Muscogee Creek Museum
The museum is part of a rural relief complex including a food pantry and second-hand clothing shop. The main building, a 1913 school, houses the tribal office, museum, and gift store. The Muscogee Nation of Florida, also known as the Florida Tribe of Eastern Creek Indians, is a Tribe of Creek Indian people whose home is centered in Bruce, Florida. Those who formed the modern nation followed the Choctawhatchee River south into the State of Florida from Dale County, Alabama as early as 1837 to escape the federal government’s removal policies. The museum offers a glimpse into what life was like in Bruce from the early 1900s until today. For more information, please visit www.Mnof.org.
Camp Gordon Johnston Museum
Nationally honored by the Smithsonian Magazine for three straight years, this museum is dedicated to the heritage of World War II soldiers.
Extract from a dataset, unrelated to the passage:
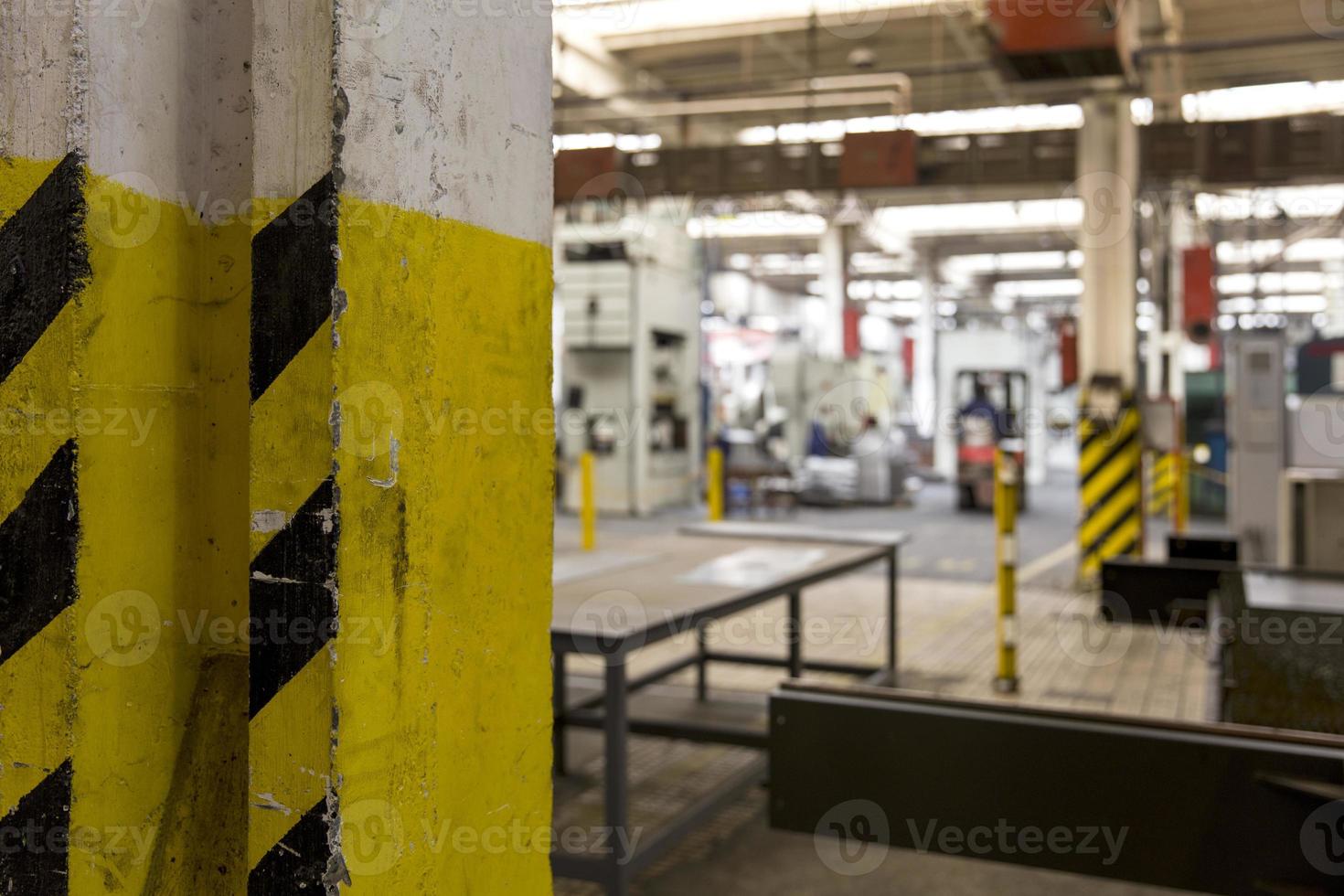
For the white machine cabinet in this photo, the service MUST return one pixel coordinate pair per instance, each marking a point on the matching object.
(629, 374)
(1255, 441)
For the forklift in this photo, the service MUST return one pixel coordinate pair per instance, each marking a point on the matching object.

The museum focuses in particular on the quarter of million men who trained for amphibious landings at Camp Gordon Johnston, which closed in June of 1946. It includes extensive history of these units as well as a photographic display of the area and life as it existed at the camp. Artifacts are displayed in themes — Barracks, Equipment, War, Home Front, Camp Gordon Johnston, and Franklin County Veterans. Museum hours are: Monday through Thursday 1:00 – 4:00 p.m., Friday from 12:00 – 4:00 p.m., and Saturday from 10:00 – 2:00 p.m. Visit www.campgordonjohnston.com for more details.
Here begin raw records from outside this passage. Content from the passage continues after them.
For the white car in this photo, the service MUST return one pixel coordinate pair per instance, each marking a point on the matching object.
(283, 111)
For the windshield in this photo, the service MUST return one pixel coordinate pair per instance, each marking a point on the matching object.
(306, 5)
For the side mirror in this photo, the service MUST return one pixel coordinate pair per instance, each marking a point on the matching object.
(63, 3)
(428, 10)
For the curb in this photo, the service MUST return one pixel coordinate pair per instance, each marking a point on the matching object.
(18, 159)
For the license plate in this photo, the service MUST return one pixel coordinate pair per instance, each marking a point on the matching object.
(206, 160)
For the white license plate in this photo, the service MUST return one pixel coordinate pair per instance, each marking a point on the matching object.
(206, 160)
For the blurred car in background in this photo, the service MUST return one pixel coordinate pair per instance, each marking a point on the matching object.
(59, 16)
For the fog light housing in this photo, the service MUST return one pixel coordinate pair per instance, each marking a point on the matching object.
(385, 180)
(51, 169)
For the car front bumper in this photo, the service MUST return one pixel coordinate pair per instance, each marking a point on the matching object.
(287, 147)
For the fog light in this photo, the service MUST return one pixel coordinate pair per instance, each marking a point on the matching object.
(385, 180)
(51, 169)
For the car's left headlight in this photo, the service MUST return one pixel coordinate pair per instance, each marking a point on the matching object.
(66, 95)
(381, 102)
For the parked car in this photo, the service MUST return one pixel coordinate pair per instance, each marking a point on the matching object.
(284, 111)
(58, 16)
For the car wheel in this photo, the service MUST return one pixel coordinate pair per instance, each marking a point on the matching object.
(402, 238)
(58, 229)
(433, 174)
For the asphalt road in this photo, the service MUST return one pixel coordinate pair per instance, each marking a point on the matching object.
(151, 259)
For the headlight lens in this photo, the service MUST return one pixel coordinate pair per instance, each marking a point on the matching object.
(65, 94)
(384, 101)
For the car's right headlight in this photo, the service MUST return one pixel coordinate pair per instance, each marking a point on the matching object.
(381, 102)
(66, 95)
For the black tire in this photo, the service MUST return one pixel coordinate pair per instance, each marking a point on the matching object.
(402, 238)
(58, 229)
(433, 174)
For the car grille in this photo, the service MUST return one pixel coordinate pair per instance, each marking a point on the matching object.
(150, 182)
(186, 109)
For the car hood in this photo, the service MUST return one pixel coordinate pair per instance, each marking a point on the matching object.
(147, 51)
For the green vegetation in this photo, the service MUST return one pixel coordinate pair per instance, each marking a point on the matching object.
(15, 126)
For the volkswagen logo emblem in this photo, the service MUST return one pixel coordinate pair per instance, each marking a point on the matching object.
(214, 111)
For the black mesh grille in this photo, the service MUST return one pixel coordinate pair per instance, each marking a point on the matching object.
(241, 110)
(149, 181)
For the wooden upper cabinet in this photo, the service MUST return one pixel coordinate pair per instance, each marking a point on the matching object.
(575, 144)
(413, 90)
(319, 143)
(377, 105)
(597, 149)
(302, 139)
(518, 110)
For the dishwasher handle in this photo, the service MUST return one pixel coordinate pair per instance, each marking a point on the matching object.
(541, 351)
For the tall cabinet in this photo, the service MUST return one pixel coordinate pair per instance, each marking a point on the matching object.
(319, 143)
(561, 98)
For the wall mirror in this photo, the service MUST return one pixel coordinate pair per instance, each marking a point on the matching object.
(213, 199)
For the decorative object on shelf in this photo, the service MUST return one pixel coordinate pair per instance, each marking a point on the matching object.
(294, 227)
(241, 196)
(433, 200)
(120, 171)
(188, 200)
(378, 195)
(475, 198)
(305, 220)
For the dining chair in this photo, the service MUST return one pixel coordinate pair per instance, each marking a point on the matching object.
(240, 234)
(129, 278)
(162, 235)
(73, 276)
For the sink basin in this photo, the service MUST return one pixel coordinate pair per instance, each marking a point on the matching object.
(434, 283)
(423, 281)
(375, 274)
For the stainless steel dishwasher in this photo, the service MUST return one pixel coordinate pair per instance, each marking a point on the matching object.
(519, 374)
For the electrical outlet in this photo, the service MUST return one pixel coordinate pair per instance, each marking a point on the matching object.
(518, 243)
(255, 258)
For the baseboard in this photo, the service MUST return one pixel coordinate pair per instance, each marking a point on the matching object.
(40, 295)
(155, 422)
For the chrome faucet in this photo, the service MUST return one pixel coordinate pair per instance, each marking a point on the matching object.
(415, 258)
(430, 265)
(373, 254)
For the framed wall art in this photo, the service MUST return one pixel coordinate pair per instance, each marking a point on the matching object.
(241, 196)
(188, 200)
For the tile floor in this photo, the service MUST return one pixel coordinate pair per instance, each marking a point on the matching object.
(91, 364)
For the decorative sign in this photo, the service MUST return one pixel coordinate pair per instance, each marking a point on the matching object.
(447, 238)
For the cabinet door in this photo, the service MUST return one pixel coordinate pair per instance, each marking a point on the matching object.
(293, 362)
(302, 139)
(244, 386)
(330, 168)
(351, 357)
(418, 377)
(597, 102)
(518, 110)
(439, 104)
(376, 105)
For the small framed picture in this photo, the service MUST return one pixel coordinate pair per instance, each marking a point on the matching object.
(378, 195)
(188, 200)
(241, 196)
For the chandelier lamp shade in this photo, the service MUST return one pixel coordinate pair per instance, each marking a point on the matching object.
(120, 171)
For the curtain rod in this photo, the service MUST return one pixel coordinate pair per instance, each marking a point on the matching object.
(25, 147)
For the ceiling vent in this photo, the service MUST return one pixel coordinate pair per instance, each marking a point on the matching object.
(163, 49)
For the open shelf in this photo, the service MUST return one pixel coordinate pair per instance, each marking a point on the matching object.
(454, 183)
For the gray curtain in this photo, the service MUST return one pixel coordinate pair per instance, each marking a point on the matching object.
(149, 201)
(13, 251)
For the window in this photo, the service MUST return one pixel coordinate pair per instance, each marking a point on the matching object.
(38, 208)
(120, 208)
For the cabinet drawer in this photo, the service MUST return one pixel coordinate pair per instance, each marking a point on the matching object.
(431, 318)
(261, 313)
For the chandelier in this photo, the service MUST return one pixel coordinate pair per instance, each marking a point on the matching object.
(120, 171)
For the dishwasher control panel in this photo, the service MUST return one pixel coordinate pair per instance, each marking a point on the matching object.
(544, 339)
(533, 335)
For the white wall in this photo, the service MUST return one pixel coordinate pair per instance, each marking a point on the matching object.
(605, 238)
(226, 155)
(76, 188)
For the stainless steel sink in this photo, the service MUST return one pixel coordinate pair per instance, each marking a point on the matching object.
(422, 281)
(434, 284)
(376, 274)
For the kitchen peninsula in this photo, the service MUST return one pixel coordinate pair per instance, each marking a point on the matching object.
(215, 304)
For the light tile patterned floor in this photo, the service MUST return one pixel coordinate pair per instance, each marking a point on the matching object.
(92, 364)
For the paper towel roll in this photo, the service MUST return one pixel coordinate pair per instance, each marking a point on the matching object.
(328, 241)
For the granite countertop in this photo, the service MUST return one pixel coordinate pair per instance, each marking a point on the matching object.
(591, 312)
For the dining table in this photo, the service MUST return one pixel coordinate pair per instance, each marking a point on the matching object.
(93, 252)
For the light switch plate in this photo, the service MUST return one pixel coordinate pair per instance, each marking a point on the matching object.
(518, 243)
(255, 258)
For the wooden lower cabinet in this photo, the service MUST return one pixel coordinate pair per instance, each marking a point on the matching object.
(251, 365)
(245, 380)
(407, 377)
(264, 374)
Three Servicemen Statue South Detail State Park
Located on Water Street in front of the Orman House in Apalachicola, The Three Servicemen Statue compliments the Vietnam Veterans Memorial in Washington D.C. Along with The Wall, this monument serves as a symbol of our nation’s honor and recognition of the men and women who served in the Vietnam War. This monumental figurative work of soldiers speaks to what renowned sculptor Frederick Hart called “their true heroism that lies in the bonds of loyalty.” Visit www.threeservicemenstatuesouth.org.
On the side of State Highway 77 in Wausau stands what may well be Florida’s most unique roadside memorial – the Possum Monument. Unveiled in August of 1982, the inscription reads: “Erected in grateful recognition of the role the North American possum, a magnificent survivor of the marsupial family pre-dating the ages of the mastodon and the dinosaur, has played in furnishing both food and fur for the early settlers and their successors. Their presence here has provided a source of nutritious and flavorful food in normal times and has been an important aid to human survival in times of distress and critical need.” The 1982 session of the Florida Legislature further recognized the possum by passing a joint resolution proclaiming the first Saturday in August as “Possum Day in the Great State of Florida.”